Deuxième lettre du procureur général syndic du département de la Meurthe.

Monsieur,

«Je reçois à l'instant, de la municipalité de Toul la nouvelle que le sieur Marc fils a été arrêté; mais que les sieurs Malvoisin et Gauthier ne se sont pas trouvés en cette ville. Le premier parce qu'il est à Joinville où il commande son corps; le deuxième, parce que sur le bruit des soupçons qui existaient contre lui il avait quitté Toul deux jours auparavant.

«La municipalité mande qu'elle a à l'instant dépêché un courrier à Joinville, avec une copie certifiée de ce décret et un autre dans le lieu qu'elle a pensé que le sieur Gauthier avait choisi pour se retirer. Je ne sais pas encore d'autres détails. "

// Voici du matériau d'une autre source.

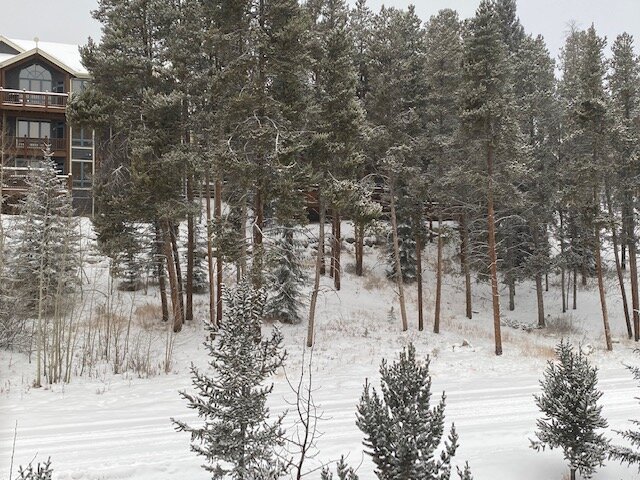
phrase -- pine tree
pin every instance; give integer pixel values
(629, 454)
(285, 280)
(237, 438)
(46, 254)
(571, 414)
(403, 433)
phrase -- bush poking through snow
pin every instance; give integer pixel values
(631, 454)
(403, 434)
(41, 472)
(572, 416)
(344, 471)
(236, 438)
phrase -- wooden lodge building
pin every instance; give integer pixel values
(36, 79)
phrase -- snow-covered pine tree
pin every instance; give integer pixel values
(571, 414)
(285, 279)
(629, 454)
(237, 437)
(408, 259)
(344, 471)
(46, 256)
(403, 433)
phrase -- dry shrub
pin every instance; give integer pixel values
(148, 315)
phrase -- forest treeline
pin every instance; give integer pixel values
(236, 111)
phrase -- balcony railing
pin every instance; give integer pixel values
(14, 179)
(35, 146)
(25, 99)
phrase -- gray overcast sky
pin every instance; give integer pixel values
(69, 21)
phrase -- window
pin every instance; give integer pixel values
(82, 137)
(35, 78)
(34, 129)
(81, 172)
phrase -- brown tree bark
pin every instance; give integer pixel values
(419, 279)
(212, 289)
(173, 279)
(603, 299)
(436, 322)
(337, 241)
(359, 234)
(396, 251)
(464, 258)
(176, 258)
(218, 214)
(614, 240)
(162, 283)
(493, 258)
(191, 248)
(318, 273)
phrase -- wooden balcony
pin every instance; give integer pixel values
(21, 100)
(14, 185)
(34, 147)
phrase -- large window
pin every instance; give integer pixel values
(36, 79)
(82, 137)
(34, 129)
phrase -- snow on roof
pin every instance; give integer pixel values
(66, 54)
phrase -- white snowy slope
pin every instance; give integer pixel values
(111, 427)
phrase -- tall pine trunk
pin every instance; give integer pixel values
(212, 290)
(318, 273)
(218, 214)
(493, 257)
(614, 240)
(419, 278)
(436, 322)
(359, 234)
(464, 259)
(337, 244)
(173, 279)
(191, 247)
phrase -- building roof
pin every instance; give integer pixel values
(63, 55)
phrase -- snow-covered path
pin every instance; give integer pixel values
(121, 429)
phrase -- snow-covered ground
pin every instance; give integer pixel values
(107, 426)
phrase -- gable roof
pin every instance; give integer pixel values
(65, 56)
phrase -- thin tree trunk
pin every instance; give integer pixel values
(332, 259)
(419, 268)
(337, 239)
(359, 229)
(218, 214)
(191, 248)
(493, 258)
(162, 279)
(316, 279)
(212, 289)
(464, 254)
(436, 322)
(575, 288)
(603, 299)
(633, 265)
(176, 259)
(614, 240)
(258, 247)
(562, 269)
(173, 279)
(396, 251)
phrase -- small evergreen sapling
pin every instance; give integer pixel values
(237, 439)
(285, 280)
(572, 416)
(629, 454)
(403, 433)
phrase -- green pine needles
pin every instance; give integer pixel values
(237, 438)
(571, 414)
(403, 433)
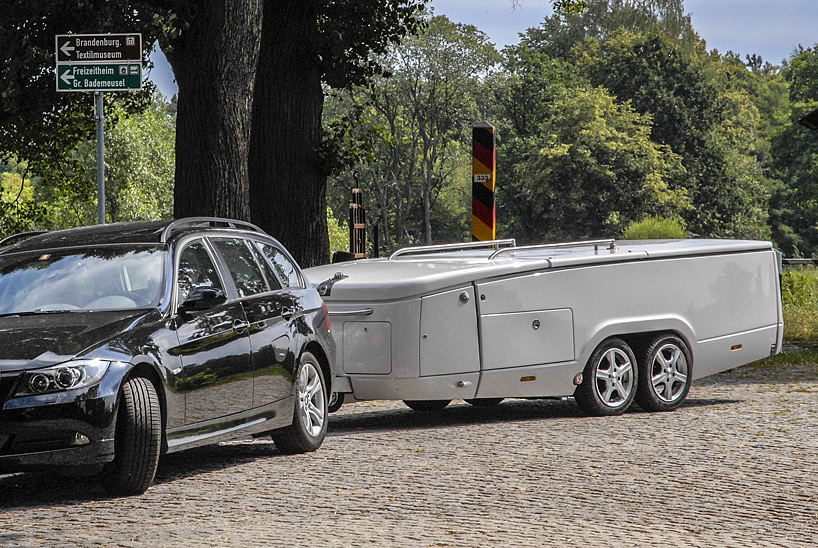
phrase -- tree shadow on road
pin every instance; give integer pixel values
(44, 489)
(511, 410)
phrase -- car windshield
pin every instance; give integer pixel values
(103, 278)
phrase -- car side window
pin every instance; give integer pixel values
(285, 270)
(272, 277)
(196, 269)
(242, 266)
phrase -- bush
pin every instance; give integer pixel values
(654, 228)
(799, 297)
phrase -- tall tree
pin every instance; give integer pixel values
(335, 42)
(214, 48)
(214, 58)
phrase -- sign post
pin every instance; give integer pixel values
(483, 212)
(98, 63)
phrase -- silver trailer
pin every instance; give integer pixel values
(606, 322)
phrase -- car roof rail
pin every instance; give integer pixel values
(214, 222)
(610, 243)
(497, 244)
(20, 236)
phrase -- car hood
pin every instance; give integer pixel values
(44, 339)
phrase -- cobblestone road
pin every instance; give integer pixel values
(736, 466)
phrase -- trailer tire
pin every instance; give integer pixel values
(484, 402)
(609, 380)
(426, 405)
(665, 370)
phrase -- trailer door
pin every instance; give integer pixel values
(448, 333)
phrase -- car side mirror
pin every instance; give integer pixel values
(202, 298)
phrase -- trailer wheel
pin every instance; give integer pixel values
(609, 379)
(426, 405)
(665, 368)
(484, 402)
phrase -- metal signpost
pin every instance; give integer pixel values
(99, 63)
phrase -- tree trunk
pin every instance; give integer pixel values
(214, 62)
(287, 181)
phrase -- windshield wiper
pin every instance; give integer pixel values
(36, 312)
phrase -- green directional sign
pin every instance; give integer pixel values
(99, 77)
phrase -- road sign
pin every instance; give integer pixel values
(98, 48)
(99, 62)
(99, 77)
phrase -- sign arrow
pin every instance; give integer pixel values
(67, 77)
(67, 48)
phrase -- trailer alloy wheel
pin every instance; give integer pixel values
(137, 441)
(484, 402)
(426, 405)
(309, 426)
(665, 368)
(609, 379)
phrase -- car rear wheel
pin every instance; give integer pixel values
(137, 440)
(335, 402)
(609, 380)
(309, 426)
(426, 405)
(665, 368)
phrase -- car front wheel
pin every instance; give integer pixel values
(137, 440)
(309, 426)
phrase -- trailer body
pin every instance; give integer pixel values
(459, 322)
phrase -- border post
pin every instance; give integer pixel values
(483, 173)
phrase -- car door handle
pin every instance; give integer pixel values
(240, 325)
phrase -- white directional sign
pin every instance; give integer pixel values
(99, 62)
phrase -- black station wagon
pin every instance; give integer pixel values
(124, 341)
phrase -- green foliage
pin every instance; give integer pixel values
(414, 127)
(338, 233)
(654, 228)
(712, 128)
(799, 295)
(139, 165)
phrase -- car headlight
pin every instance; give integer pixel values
(66, 376)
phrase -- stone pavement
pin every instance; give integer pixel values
(737, 465)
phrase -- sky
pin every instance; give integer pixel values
(769, 28)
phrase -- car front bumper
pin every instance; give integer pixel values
(73, 428)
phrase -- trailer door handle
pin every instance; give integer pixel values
(240, 326)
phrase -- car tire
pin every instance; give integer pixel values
(335, 402)
(666, 372)
(137, 440)
(609, 380)
(426, 405)
(309, 426)
(484, 402)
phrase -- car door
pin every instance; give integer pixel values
(270, 310)
(214, 344)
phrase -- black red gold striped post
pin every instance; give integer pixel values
(483, 212)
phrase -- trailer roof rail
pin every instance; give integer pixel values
(215, 222)
(497, 244)
(611, 243)
(20, 236)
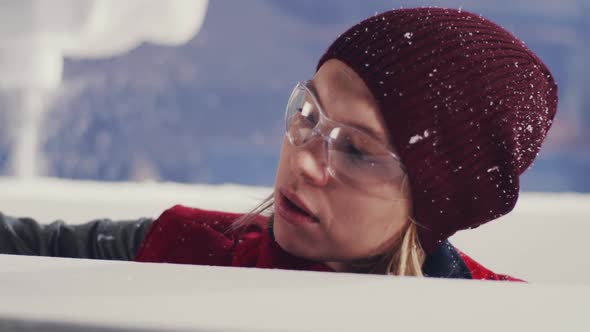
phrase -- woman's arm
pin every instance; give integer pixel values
(97, 239)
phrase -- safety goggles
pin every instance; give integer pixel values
(351, 154)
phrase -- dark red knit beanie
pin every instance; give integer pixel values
(467, 106)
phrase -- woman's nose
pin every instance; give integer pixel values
(309, 161)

2o D'une lettre du procureur général syndic du département de Saône-et-Loire qui annonce que le directoire de ce département, sensible à la mention défavorable qui a été faite de lui par l'Assemblée nationale, au sujet du retard qui a

été apporté dans ce département au répartement de l'impôt, a pris des mesures actives pour s'acquitter de ce devoir sacré. Il rend compte des causes qui ont retardé l'achèvement de ce travail.

M. Pierret fait lecture d'un extrait des registres de la municipalité de Saint-Cyr qui atteste que le curé de cette paroisse, M. Mailli, a demandé et reçu la bénédiction nuptiale; que ses paroissiens ont assisté à cette cérémonie et ont reconduit leur curé et sa femme en criant: Vive la Constitution! vive l'Assemblée nationale! (Applaudissements.)

Plusieurs membres : Mention honorable au procès-verbal !

M. Fauchet. Comme la loi n'a encore rien prononcé sur cet objet, je demande que l'on passe à l'ordre du jour.

(L'Assemblée passe à l'ordre du jour.)

M. Barris, au nom du comité de division, demande que l'Assemblée ajourne à la séance de demain soir, le rapport de l'affaire relative à la suspension de la municipalité de Toulon, prononcée par le directoire du département du Var.

(L'Assemblée décrète la motion de M. Barris.) Une députation de propriétaires de Saint-Domingue, résidant à Paris, est introduite à la barre.

L'orateur de la députation s'exprime ainsi (1): Messieurs, nos fortunes sont détruites, nos frères égorgés, le fer et la flamme ravagent nos établissements; le commerce national, la fortune publique périssent avec nous.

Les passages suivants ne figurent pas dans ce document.